Elihu, in the same book, speaking of God's omniscience, says: "For his eyes are upon the ways of a man, and he seeth all his goings. There is no darkness nor shadow of death where the workers of iniquity may hide themselves."

The psalmist, apart from this text, tells in one instance of some who were faithful to God though by him "sore broken in the place of jackals, and covered with the shadow of death," and in another place, of others who, because they rebelled against God, were made to sit in "darkness and in the shadow of death" until they repented and prayed for deliverance. Then the record says: "He brought them out of darkness and the shadow of death." Isaiah applies the phrase to people bespotted

with spiritual ignorance. "The people that walked in darkness have seen a great light. They that dwelt in the land of the shadow of death, upon them hath the light shined." In the New Testament this prophecy is declared to be fulfilled in the coming of Jesus into Galilee. In like manner Jeremiah applies the phrase to the judicial blindness which God sends upon those who despise light and refuse its opportunities. "Give glory to the Lord your God before he cause darkness, and before your feet stumble upon the dark mountains, and while ye look for light he turn it into the shadow of death and make it gross darkness." In the prophecy of Amos the power is ascribed to God of "turning the shadow of death into the morning and of making the day dark with night." So much of the usage of the phrase has been cited to show clearly its biblical meaning. It means not, therefore, so much the pangs and horrors of actual death as those painful apprehensions of the mind, or dreadful imaginations excited by the real or supposed danger of death.

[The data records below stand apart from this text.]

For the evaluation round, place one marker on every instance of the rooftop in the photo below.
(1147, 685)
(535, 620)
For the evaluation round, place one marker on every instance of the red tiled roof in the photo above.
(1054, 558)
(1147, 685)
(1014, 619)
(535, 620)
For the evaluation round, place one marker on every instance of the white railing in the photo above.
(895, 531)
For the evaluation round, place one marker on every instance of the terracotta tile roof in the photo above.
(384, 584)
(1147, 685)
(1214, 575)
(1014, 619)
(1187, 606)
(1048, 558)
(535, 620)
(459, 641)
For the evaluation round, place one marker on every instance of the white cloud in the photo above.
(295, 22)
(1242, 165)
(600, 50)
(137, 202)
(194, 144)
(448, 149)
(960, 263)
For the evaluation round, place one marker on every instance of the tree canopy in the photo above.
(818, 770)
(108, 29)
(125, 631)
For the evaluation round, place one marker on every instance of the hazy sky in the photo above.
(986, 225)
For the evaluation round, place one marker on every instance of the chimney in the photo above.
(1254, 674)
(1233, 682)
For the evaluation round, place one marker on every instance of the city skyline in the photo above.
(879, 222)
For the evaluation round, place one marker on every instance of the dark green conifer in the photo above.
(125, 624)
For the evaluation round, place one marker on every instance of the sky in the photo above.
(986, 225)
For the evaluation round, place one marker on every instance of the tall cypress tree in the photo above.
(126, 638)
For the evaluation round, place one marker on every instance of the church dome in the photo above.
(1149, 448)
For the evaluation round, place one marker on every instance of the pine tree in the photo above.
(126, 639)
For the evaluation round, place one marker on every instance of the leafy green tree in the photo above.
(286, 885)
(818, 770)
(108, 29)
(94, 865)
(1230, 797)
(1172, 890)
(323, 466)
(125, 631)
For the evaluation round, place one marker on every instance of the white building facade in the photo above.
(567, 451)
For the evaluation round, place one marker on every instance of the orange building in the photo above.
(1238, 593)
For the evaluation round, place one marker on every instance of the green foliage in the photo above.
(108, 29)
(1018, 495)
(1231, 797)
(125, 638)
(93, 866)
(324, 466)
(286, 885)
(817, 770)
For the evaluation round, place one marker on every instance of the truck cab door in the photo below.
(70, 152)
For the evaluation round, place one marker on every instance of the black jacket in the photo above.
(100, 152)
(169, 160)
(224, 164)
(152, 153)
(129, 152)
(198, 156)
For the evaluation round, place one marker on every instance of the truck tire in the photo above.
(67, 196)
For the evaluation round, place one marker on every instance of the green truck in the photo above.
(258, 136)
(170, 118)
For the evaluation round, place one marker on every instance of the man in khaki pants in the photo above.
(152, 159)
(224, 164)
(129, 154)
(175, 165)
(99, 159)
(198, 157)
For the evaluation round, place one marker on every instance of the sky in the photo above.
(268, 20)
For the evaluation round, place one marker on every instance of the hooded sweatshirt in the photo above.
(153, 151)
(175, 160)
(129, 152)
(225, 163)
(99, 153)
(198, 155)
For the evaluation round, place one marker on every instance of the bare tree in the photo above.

With wonderful skill Bunyan has woven into his description of this awful valley many of these scriptures. He makes the unconverted men who turn back from the journey towards heaven because they must pass through this valley, thus frightfully describe it: "The valley itself is as dark as pitch. We also saw there the hobgoblins, satyrs and dragons of the pit. We heard also in that valley a continual howling and yelling as of people under

unutterable misery who there sat bound in affliction and irons, and over that valley hang the discouraging clouds of confusion. Death also doth always spread his wings over it. In a word, it is every whit dreadful, being utterly without order." His Christian pilgrim himself finds it quite up to the mark of their description. The way through it was very narrow, shrouded in palpable darkness, shut in on one side by a deep ditch and on the other by a quagmire. Hell's mouth opened beside it, from which devouring flame leaped forth to consume him. Horrible noises of coming demons were before him and vile whisperings of blasphemy were behind him which his imagination supposed to be uttered by himself, but when most put to it he is cheered at hearing the voice of another pilgrim ahead of him quoting this very text: "Though I walk through the valley of the shadow of death I will fear no evil; for thou art with me; thy rod and thy staff they comfort me." The experience of all Christians takes them somewhat into this valley, and death, whether temporal, spiritual or eternal, is a dreadful reality, whose dark shadow, forecast, announces its approach. Yet possibly among other things the valley of the shadow of death may represent the inward distress, conflict and alarm which arise from unbelief and the supposition that God has withdrawn the light of his countenance, especially when accompanied by manifold temptations and apprehensions.